Uva--10827（贪心）

2014-07-27 14:31:33

Maximum sum on a torus
Input: Standard Input

Output: Standard Output

 

A grid that wraps both horizontally and vertically is called a torus. Given a torus where each cell contains an integer, determine the sub-rectangle with the largest sum. The sum of a sub-rectangle is the sum of all the elements in that rectangle. The grid below shows a torus where the maximum sub-rectangle has been shaded.

 

1	-1	0	0	-4
2	3	-2	-3	2
4	1	-1	5	0
3	-2	1	-3	2
-3	2	4	1	-4

Input

The first line in the input contains the number of test cases (at most 18). Each case starts with an integer N (1≤N≤75) specifying the size of the torus (always square). Then follows N lines describing the torus, each line containing N integers between -100 and 100, inclusive.

Output

For each test case, output a line containing a single integer: the maximum sum of a sub-rectangle within the torus.

Sample Input                                  Output for Sample Input

2 5 1 -1 0 0 -4 2 3 -2 -3 2 4 1 -1 5 0 3 -2 1 -3 2 -3 2 4 1 -4 3 1 2 3 4 5 6 7 8 9

15 　45

思路：通过把矩阵扩展成四倍，然后就转化成二维的求最大连续和的问题了，（注意最长的长度不能超过n，所以要枚举起点把长度限制一下）。

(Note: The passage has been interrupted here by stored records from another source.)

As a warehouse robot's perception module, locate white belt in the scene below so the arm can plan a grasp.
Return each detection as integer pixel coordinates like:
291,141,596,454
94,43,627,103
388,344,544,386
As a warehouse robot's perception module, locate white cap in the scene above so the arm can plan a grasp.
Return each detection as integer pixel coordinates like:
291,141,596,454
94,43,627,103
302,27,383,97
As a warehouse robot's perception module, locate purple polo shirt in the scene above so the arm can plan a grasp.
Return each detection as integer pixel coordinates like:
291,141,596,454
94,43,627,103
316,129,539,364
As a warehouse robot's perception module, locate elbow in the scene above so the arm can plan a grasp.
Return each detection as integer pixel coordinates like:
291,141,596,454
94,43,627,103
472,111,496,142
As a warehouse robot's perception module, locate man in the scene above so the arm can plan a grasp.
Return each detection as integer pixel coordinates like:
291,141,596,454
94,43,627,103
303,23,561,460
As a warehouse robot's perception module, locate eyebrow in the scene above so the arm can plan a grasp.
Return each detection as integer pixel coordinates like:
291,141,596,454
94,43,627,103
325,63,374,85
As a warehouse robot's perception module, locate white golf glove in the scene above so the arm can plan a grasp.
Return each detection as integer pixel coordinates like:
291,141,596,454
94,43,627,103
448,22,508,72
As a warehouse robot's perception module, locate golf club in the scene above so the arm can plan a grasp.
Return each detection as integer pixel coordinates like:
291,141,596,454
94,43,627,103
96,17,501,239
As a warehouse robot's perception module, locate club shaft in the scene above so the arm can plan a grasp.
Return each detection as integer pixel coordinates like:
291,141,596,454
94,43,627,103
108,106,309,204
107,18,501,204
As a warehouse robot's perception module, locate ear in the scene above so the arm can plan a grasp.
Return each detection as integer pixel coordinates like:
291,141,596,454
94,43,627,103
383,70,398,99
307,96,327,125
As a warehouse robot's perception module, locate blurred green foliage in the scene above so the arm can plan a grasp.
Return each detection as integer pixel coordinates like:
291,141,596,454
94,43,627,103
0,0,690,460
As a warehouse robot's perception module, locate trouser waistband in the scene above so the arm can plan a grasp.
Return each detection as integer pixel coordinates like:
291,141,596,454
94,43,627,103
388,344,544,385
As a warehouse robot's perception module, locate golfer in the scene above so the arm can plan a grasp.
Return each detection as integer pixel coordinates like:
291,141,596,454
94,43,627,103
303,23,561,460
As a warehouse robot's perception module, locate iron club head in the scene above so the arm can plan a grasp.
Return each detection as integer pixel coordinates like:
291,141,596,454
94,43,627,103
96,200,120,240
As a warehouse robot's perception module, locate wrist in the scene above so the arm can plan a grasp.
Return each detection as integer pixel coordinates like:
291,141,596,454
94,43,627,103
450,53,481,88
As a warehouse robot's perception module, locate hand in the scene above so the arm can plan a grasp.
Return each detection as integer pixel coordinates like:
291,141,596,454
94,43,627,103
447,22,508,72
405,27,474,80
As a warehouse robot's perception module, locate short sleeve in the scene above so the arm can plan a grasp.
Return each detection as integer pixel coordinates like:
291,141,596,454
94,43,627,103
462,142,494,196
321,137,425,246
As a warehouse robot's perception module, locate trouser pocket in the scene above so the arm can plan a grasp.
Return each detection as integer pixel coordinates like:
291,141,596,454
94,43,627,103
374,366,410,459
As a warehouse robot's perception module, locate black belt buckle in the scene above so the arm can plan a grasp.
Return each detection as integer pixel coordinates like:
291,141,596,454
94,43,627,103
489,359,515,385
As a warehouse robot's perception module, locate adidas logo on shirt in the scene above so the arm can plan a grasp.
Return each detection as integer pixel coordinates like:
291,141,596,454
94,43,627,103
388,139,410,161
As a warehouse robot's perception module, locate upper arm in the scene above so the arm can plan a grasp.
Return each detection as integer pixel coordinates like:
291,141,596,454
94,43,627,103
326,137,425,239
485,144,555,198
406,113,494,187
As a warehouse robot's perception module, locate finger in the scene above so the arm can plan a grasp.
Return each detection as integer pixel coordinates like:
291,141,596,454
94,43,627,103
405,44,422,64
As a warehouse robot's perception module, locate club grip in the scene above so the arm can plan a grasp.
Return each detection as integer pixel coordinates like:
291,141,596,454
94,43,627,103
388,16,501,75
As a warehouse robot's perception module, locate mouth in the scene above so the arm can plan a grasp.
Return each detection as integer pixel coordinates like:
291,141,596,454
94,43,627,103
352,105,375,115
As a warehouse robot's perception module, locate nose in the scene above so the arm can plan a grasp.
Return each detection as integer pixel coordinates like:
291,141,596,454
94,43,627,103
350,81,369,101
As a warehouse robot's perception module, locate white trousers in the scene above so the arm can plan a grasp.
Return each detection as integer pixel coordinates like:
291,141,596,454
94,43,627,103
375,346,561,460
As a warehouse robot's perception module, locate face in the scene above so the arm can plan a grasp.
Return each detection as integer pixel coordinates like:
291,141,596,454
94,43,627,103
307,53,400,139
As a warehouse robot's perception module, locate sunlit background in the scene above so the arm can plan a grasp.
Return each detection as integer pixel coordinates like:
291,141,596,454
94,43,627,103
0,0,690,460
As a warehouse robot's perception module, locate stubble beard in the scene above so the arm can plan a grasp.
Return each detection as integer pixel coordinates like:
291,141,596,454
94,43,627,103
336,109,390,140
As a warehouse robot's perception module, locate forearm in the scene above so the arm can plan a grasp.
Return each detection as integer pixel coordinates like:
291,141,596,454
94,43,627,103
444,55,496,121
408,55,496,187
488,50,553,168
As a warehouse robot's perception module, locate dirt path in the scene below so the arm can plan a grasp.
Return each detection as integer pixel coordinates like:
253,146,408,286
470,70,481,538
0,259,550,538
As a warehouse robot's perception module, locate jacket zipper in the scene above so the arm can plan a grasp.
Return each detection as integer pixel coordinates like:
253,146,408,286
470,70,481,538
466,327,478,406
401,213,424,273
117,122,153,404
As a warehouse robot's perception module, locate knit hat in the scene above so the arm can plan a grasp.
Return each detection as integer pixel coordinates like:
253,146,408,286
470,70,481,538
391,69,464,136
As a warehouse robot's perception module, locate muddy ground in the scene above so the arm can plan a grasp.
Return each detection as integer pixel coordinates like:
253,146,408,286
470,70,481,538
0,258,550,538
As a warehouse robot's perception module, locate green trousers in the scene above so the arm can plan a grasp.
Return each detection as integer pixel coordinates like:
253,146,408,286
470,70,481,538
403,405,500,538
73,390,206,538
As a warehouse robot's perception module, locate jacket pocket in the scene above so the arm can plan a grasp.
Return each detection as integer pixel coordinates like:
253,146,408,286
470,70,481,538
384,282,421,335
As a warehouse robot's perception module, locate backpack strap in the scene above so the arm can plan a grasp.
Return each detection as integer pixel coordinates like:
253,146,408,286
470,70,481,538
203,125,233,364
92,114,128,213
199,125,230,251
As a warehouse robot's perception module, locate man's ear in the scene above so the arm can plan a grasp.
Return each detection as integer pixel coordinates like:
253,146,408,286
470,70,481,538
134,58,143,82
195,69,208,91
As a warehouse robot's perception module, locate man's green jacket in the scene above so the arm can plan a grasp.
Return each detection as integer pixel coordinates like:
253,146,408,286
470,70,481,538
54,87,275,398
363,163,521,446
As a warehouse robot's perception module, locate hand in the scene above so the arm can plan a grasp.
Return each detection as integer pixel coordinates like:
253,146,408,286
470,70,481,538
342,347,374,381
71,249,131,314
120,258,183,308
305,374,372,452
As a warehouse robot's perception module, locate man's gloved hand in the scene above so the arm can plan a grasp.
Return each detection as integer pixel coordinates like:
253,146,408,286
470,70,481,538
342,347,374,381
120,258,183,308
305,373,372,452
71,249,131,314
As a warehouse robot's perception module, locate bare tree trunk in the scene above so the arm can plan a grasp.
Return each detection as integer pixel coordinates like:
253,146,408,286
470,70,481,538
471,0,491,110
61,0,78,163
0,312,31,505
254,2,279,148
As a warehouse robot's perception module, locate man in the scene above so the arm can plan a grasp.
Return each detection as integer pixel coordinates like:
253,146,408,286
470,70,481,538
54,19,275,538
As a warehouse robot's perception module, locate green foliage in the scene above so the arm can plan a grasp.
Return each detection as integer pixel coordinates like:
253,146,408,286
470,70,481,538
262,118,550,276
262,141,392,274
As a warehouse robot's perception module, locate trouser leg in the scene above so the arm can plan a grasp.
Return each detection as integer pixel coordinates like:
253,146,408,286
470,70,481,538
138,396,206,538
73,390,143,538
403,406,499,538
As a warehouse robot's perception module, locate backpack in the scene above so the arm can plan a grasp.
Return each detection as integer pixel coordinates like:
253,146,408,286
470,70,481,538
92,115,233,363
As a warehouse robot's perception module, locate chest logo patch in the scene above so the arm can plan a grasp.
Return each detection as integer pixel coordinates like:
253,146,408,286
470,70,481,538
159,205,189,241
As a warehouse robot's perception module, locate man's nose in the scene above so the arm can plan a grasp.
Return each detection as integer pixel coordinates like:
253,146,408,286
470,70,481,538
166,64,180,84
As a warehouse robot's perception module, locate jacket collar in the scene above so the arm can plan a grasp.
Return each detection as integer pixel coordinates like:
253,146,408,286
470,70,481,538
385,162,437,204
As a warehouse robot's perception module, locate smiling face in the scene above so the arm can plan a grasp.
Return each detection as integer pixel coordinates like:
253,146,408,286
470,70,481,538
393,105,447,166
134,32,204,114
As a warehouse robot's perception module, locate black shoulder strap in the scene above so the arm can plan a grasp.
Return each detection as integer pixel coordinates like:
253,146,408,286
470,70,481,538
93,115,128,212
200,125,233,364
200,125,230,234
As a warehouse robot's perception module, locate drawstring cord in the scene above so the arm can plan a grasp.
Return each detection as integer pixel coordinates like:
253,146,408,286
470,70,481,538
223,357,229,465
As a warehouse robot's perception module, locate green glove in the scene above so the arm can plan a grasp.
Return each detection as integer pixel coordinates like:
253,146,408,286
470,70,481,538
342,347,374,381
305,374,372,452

/*************************************************************************
    > File Name: p.cpp
    > Author: Nature
    > Mail: 564374850@qq.com
    > Created Time: Sat 26 Jul 2014 01:46:52 PM CST
************************************************************************/

#include <cstdio>
#include <cstring>
#include <cstdlib>
#include <cmath>
#include <iostream>
#include <algorithm>
using namespace std;
const int INF = 0x3f3f3f3f;

int g[400][400],sumc[400][400];

int main(){
    int Case,n,m;
    scanf("%d",&Case);
    while(Case--){
        scanf("%d",&n);
        m = 2 * n;
        for(int i = 1; i <= n; ++i){
            for(int j = 1; j <= n; ++j){
                scanf("%d",&g[i][j]);
                g[i][j + n] = g[i][j];
                g[i + n][j] = g[i][j];
                g[i + n][j + n] = g[i][j];
            }
        }
        for(int i = 1; i <= m; ++i)
            for(int j = 1; j <= m; ++j)
                sumc[i][j] = sumc[i - 1][j] + g[i][j];
        int ans = -INF;
        for(int i = 1; i <= m; ++i){
            for(int j = i; j <= m && j <= i + n - 1; ++j){
                for(int v = 1; v <= n; ++v){
                    int tsum = 0,tmax = -INF;
                    for(int k = v; k <= v + n - 1; ++k){
                        tsum += sumc[j][k] - sumc[i - 1][k];
                        if(tsum < 0 && k < v + n - 1){
                            tsum = sumc[j][k + 1] - sumc[i - 1][k + 1];
                            ++k;
                        }
                        if(tsum > tmax)
                            tmax = tsum;
                    }
                    ans = tmax > ans ? tmax : ans;
                }
            }
        }
        printf("%d\n",ans);
    }
    return 0;
}